安心するとともに、なぜ急に怪我人が現れたのかが気にかかった。今回の試験には怪我人が出たという設定はない。試験中受験者が負傷することがあっても、己の怪我は己自身で治す。

「ステラに聞いても、教えてくれないだろうな」

 相手は天使である上、主以外には厳しい。怪我人がいたとしても他人の力を借りずに己で治して見せろというだろう。本人が否定しても目に見える光景だ。

「そして試験が終わったら、真っ先にセナの所で泣きつく」

 イルファーナは起こり得る天使の行動を予想して、笑った。当たったらからかってやろうか。

 小さく肩を震わせ、笑いが収まるのを待つ。完全に収まると、今度は黒い魔術師を見た。

 最初この男は教会関係者だと思った。だが、気になる点がある。まず、その服装だ。教会の魔術師ならば白いローブを羽織っているはずなのに彼のそれは夜闇を写し取ったような暗さだ。もう一つは先ほどから試験官とステラが何も言ってこないということ。すでに報告は済んでおり、再び監視していてもよいのだが、男との接触に何も反応がない。

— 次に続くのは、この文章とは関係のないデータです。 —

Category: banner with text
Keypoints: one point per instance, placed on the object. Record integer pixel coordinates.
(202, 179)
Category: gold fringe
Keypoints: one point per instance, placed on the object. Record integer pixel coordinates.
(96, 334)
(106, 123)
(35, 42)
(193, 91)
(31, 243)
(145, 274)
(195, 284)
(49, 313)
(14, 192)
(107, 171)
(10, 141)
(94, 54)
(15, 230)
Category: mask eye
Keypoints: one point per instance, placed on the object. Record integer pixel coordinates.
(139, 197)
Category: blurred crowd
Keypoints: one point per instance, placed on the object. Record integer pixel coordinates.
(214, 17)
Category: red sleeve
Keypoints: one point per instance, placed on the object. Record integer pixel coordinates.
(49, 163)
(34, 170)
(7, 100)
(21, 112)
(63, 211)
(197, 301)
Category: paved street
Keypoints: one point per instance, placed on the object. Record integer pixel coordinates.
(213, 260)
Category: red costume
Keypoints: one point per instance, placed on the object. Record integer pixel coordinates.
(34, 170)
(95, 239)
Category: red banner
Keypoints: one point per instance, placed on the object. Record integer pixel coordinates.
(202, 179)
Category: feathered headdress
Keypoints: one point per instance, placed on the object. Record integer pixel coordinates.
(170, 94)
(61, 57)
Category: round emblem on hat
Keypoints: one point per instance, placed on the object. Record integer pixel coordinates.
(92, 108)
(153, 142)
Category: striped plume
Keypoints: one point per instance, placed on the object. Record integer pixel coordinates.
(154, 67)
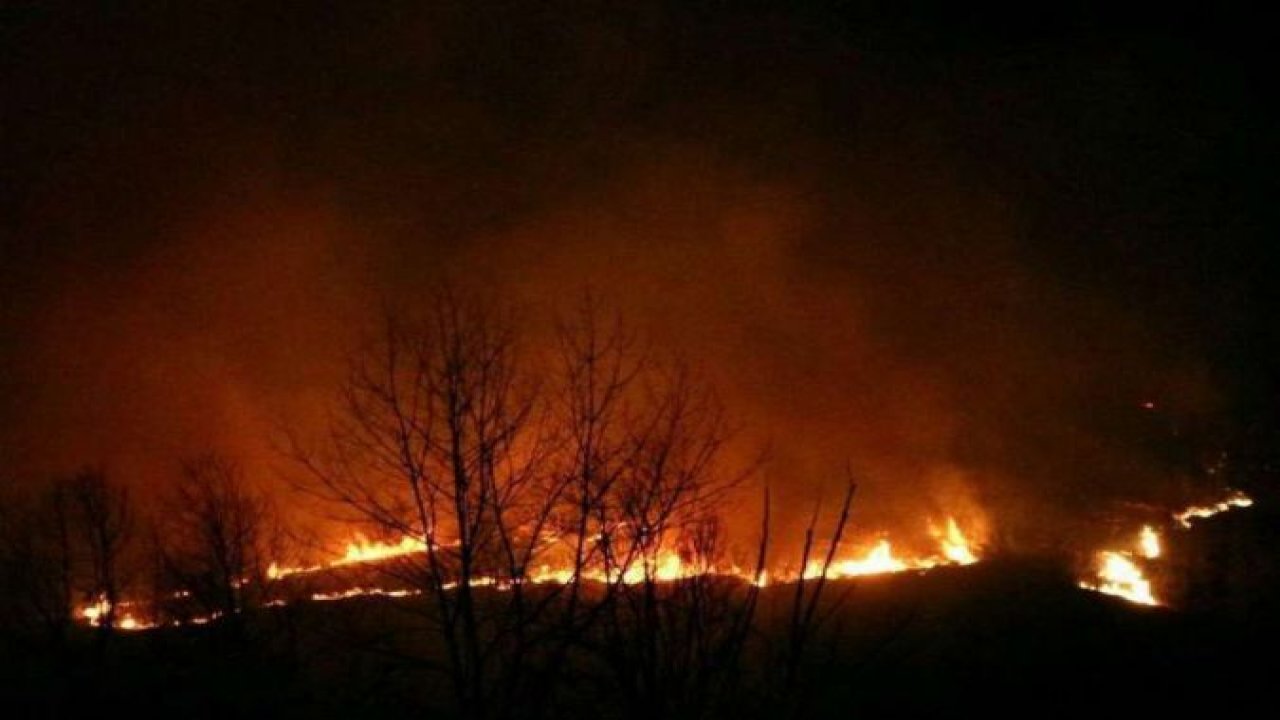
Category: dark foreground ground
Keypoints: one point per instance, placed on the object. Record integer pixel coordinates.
(1005, 636)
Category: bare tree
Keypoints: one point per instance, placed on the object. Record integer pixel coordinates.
(36, 561)
(438, 438)
(216, 534)
(101, 528)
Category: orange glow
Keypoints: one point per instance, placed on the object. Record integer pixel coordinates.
(955, 546)
(1120, 577)
(1148, 543)
(663, 565)
(1200, 511)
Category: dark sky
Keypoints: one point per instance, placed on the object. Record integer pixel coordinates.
(956, 246)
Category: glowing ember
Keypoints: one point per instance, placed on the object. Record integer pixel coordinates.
(955, 546)
(124, 620)
(1200, 511)
(878, 560)
(1120, 577)
(365, 551)
(1148, 542)
(663, 566)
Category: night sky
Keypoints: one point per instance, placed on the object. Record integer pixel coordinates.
(959, 247)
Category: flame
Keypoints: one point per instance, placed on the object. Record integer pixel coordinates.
(94, 613)
(955, 546)
(1200, 511)
(364, 551)
(662, 565)
(1148, 543)
(1119, 575)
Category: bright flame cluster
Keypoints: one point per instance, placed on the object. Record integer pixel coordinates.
(1120, 573)
(1200, 511)
(666, 565)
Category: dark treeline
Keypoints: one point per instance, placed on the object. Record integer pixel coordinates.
(592, 461)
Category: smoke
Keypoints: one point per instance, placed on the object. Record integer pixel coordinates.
(846, 235)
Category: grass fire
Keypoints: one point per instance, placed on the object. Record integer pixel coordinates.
(648, 360)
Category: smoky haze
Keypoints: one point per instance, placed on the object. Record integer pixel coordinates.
(958, 256)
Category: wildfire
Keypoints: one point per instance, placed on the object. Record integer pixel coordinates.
(955, 546)
(1200, 511)
(94, 614)
(664, 565)
(1120, 575)
(1148, 542)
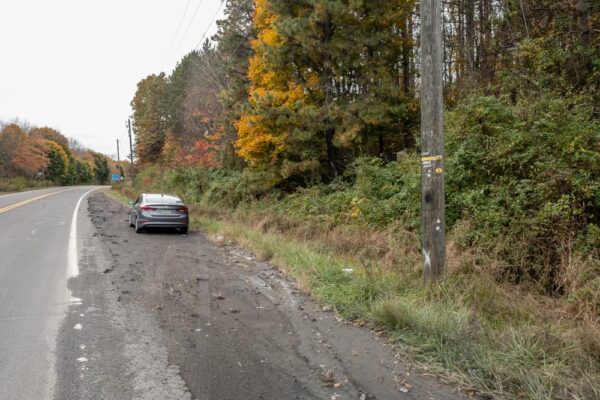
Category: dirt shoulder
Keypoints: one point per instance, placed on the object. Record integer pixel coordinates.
(237, 328)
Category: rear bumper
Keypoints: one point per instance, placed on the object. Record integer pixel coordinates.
(145, 222)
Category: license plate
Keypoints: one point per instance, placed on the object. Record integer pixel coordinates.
(165, 212)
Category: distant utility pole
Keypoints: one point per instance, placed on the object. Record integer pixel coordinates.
(118, 154)
(131, 150)
(433, 200)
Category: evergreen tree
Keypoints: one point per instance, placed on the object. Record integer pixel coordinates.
(149, 118)
(101, 168)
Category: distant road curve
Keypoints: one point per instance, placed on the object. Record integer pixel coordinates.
(35, 228)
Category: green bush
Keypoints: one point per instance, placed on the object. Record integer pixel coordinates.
(527, 177)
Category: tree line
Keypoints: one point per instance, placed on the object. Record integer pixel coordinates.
(313, 93)
(44, 154)
(305, 87)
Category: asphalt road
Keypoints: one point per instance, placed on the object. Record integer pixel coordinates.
(35, 228)
(91, 310)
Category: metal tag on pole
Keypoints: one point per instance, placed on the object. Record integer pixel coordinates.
(432, 142)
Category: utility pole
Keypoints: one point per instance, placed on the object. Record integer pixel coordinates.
(433, 199)
(131, 150)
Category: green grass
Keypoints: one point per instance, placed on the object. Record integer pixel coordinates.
(12, 185)
(469, 329)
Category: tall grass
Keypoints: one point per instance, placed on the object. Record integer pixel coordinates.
(19, 184)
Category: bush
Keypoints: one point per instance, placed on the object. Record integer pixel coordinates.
(528, 179)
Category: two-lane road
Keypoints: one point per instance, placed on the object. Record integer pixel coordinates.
(35, 241)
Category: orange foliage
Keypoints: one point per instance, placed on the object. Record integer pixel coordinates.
(201, 154)
(260, 138)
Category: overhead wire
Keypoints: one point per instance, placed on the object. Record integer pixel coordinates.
(187, 6)
(210, 24)
(189, 25)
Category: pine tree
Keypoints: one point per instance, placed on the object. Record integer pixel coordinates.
(149, 118)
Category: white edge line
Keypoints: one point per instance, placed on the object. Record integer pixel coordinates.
(73, 256)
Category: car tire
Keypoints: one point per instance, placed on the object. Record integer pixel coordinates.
(138, 229)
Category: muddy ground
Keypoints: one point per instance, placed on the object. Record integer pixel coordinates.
(232, 327)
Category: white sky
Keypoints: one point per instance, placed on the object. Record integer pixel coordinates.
(74, 64)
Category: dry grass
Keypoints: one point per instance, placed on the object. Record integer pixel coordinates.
(504, 340)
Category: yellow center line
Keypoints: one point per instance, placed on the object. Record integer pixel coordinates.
(22, 203)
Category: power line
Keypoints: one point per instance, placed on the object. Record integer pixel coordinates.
(187, 6)
(187, 28)
(210, 25)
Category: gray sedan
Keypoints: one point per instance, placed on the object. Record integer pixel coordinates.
(158, 211)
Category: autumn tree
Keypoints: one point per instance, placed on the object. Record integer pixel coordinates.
(58, 163)
(326, 82)
(234, 37)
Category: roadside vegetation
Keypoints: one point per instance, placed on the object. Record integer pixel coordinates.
(295, 132)
(33, 157)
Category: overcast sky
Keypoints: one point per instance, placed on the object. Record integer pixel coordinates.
(74, 64)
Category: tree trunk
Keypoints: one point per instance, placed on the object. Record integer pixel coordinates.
(583, 9)
(332, 150)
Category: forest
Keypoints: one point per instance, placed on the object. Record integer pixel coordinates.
(41, 156)
(295, 131)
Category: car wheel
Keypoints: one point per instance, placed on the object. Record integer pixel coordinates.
(138, 228)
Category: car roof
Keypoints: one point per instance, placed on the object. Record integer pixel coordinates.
(161, 198)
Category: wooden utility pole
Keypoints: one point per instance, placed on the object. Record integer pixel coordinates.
(131, 151)
(433, 199)
(118, 154)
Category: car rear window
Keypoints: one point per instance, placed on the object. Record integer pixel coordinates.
(163, 199)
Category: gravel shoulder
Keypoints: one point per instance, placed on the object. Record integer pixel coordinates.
(181, 316)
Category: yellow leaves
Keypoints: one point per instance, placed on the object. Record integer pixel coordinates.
(270, 37)
(256, 143)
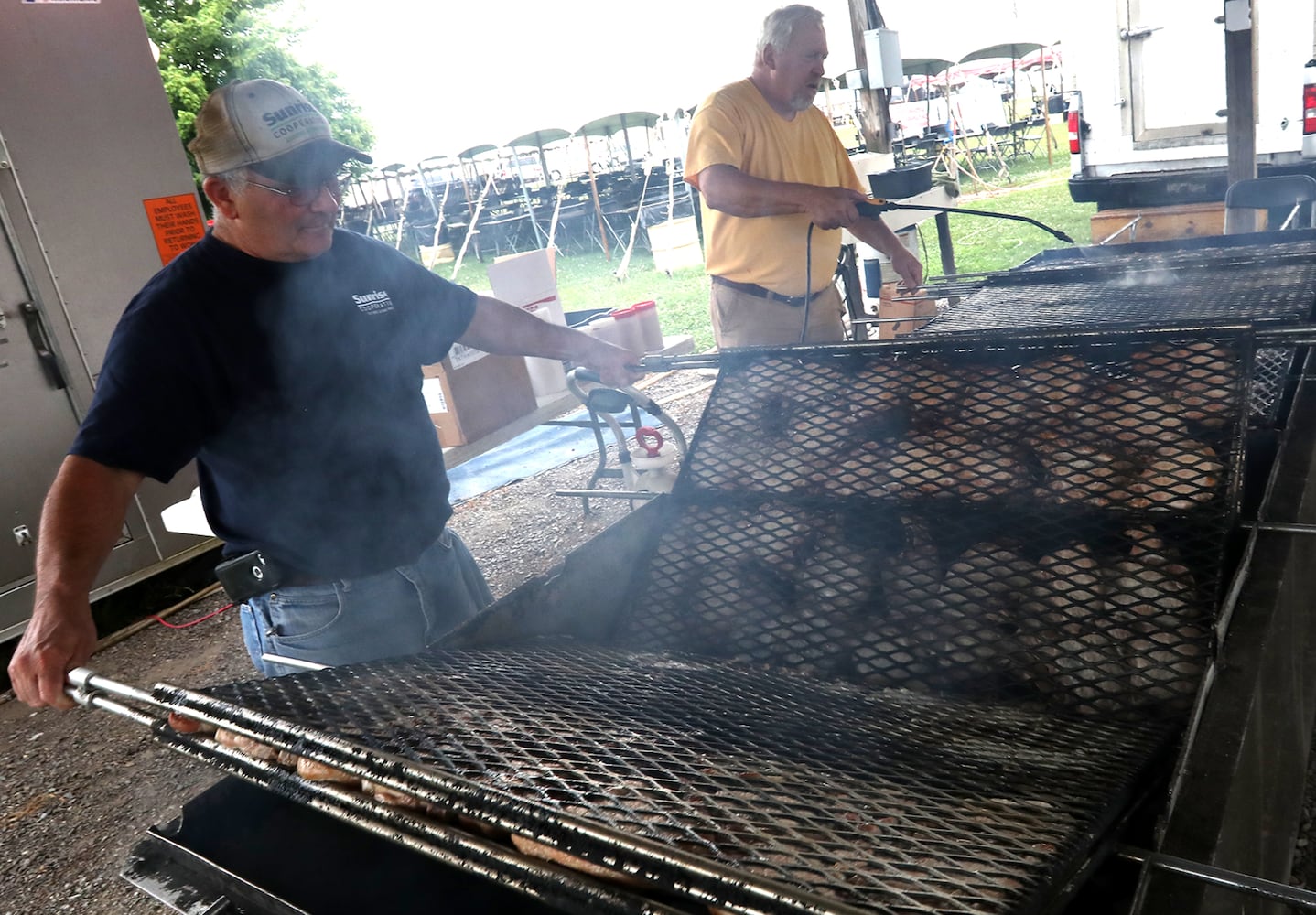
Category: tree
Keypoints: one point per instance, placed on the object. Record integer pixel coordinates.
(206, 44)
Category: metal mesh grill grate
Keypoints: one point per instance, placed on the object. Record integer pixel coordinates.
(883, 801)
(1149, 291)
(1273, 285)
(1009, 522)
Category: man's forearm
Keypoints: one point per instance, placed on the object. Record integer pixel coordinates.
(505, 329)
(875, 233)
(737, 194)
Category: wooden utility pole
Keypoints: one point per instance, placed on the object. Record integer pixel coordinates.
(1240, 92)
(874, 113)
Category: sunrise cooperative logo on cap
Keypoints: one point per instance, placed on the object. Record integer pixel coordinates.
(291, 119)
(374, 303)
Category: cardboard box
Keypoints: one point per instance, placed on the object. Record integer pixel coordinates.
(471, 393)
(1159, 222)
(529, 281)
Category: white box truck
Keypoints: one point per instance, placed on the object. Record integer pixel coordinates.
(1147, 117)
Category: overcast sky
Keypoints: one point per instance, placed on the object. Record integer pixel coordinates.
(437, 77)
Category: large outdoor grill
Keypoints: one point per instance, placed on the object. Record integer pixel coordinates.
(927, 626)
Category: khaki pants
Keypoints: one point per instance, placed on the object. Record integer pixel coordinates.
(741, 318)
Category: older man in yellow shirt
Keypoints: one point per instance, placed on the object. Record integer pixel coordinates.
(768, 165)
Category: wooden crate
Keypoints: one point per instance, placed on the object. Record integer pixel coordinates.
(1160, 222)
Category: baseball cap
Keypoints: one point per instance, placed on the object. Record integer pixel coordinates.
(258, 122)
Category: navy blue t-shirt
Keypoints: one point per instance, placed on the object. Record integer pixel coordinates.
(297, 389)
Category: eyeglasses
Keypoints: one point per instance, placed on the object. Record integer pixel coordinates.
(303, 195)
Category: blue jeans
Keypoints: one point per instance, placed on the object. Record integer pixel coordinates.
(388, 614)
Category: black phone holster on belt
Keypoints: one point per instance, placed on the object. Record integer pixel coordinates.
(246, 576)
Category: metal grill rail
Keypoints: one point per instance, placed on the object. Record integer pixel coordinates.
(798, 795)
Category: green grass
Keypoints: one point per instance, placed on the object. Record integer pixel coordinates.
(1032, 188)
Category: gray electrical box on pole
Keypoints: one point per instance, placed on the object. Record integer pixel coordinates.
(95, 195)
(874, 113)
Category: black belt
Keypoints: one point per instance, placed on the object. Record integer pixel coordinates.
(754, 288)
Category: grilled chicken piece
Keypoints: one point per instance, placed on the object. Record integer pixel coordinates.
(253, 748)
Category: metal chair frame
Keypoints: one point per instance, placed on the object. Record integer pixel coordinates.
(1270, 192)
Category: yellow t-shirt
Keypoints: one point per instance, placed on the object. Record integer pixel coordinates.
(737, 126)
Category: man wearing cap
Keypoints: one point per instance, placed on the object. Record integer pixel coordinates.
(768, 165)
(285, 356)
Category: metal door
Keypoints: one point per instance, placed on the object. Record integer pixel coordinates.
(37, 420)
(1175, 65)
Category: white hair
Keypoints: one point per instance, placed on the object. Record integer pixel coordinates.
(781, 24)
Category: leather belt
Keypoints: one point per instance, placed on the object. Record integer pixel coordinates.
(754, 288)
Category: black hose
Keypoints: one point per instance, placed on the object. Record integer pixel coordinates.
(873, 210)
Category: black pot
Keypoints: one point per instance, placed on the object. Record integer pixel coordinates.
(904, 182)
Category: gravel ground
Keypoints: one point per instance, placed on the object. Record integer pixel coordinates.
(78, 789)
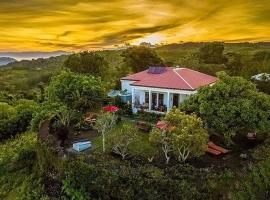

 では男は何者なのか。人間だとしても冷静に物事を見ているし、特に干渉してこようともしない。試験を見ていると言っていたが、一体どれほどの期間なのか。

 ふと、イルファーナは男の目に注目した。右目が眼帯で覆われている。傷を気にしているのか。だが何かあると思う。それに先ほどから感じる人ならざる強い気配。イルファーナは胸中気になっていた質問がもしもの答えにすり替わった。

「オーディン……なのか?」

 地上界には多種多様な種族が生息している。オーディンとは世界を統べる神の一人。アース神族の長であり、最高位魔術師だと聞いたことがある。書物で読んだことが間違いでなければ、眼帯は修行の最中で負った時のものなのだろう。

 試しに自分で立てた仮説を元に男に正体を問いかける。

「俺の勘違いじゃなければなんだけど。お前、オーディンで合っているのか?」

「……」

「本当に間違っていたのなら訂正するし謝る。けど、怪我人を見ても治してあげようともしない。気配も俺たち人間や天使たちよりも格が違う。あー、これだけじゃ説得力がないな。えっと……そうだな、他になんて言えば信じてもらえるんだ?」

「……合っている」

「そう、合っている。お前がオーディンなのは間違いない……って、へ?」

 思いがけない言葉にイルファーナは言葉を失う。

 今、なんて言った?

「えっとー、もう一度言ってもらえねぇかな」

「私がオーディンだという貴様の推論は当たっていると、そう言ったのだ」

「あ……そう、なのか」

 今度ははっきりと正解だと言ってくれたのだが、あまりに突拍子過ぎて嬉しさも驚きの声も出ない。ただ、アース神族の王様ということなのだからもう少し威厳や尊厳があってもよいのではないかと改めて思う。寡黙で、しかも助力心がなく傍観者の言葉がふさわしいこの男が神族。それも最高神なのがどうにも引っかかる。

「俺が言うのもなんだが、お前って神らしくないよな?」

「……よく言われる」

「言われるのかよ⁉」

「元は人間だったからな。神として崇められるのは慣れてはいない」

 オーディンが元は人間だというのには驚いた。神々のほとんどは自分たちが収める土地、アース神族ならアースガルス、敵対するヴァン神族ならヴァナヘルムで生を受けるとアナギから聞いてきた。生まれるとしても、人族と同じように母親の体内から生まれるのか、はたまた別の形で誕生するのかまでは解らなかったが。そうか、人間から親族へと転身するものもいるのか。

 思わぬ展開に多少は付いていけて無かったイルファーナは、自分なりに納得してそろそろ本題へと入ろうとしていた。

「試験を見てきたと言ったな。だったら、俺と契約を交わしてくれないか?」

 魔術師は大方弓術者試験を見てきていると言った。彼の目的は不明だがそれでも人族ではないので契約は有効ではないかと考える。何も規約では神族は駄目だという注意事項は書かれていないし試験官から言い渡されていない。ともすれば、問題がない限り契約できる。なるべく強い存在と契りを交わしたいのだ。

 自分なりに低い声で言うと、オーディンはイルファーナを一瞥した。

「……何のために俺と契約をする? 目的が定まらなければ応じない」

「……っ! それは……」

 咄嗟に試験に合格するためだ、と言おうとしたが、それだけでは契約は交わすことが出来ないと判断し、飲み込んだ。契約は云わば力の共有。互いの能力を一つにし、契りが深ければ実戦での強さは増す。が、安易に交わしても契約する側が相手より弱ければ次第にその力に耐えきれず事切れてしまうことも少なくない。

 無論、イルファーナには弓術者になる目的がある。だが、それを言って契約に了承してくれるとは限らない。小動物と契約を交わしただけでは達成できるとは思えないが、実際に言ってよいのだろうかと迷いが己の中にあった。

「俺は……」

 答えに迷っていると、奥から「イルファーナ大変なのよ!」とステラが声を荒げながら樹を伝って飛んできた。その表情はいつもの彼女らしさが消えている。

「どうしたステラ。何が大変なんだよ?」

「とにかく大変なんだってば!! いい、落ち着いて聞きなさいよ?」

まず落ち着くのは俺じゃなくてお前が落ち着けよ。そう言いたかったが、次の彼女の言葉にイルファーナは目を見開いた。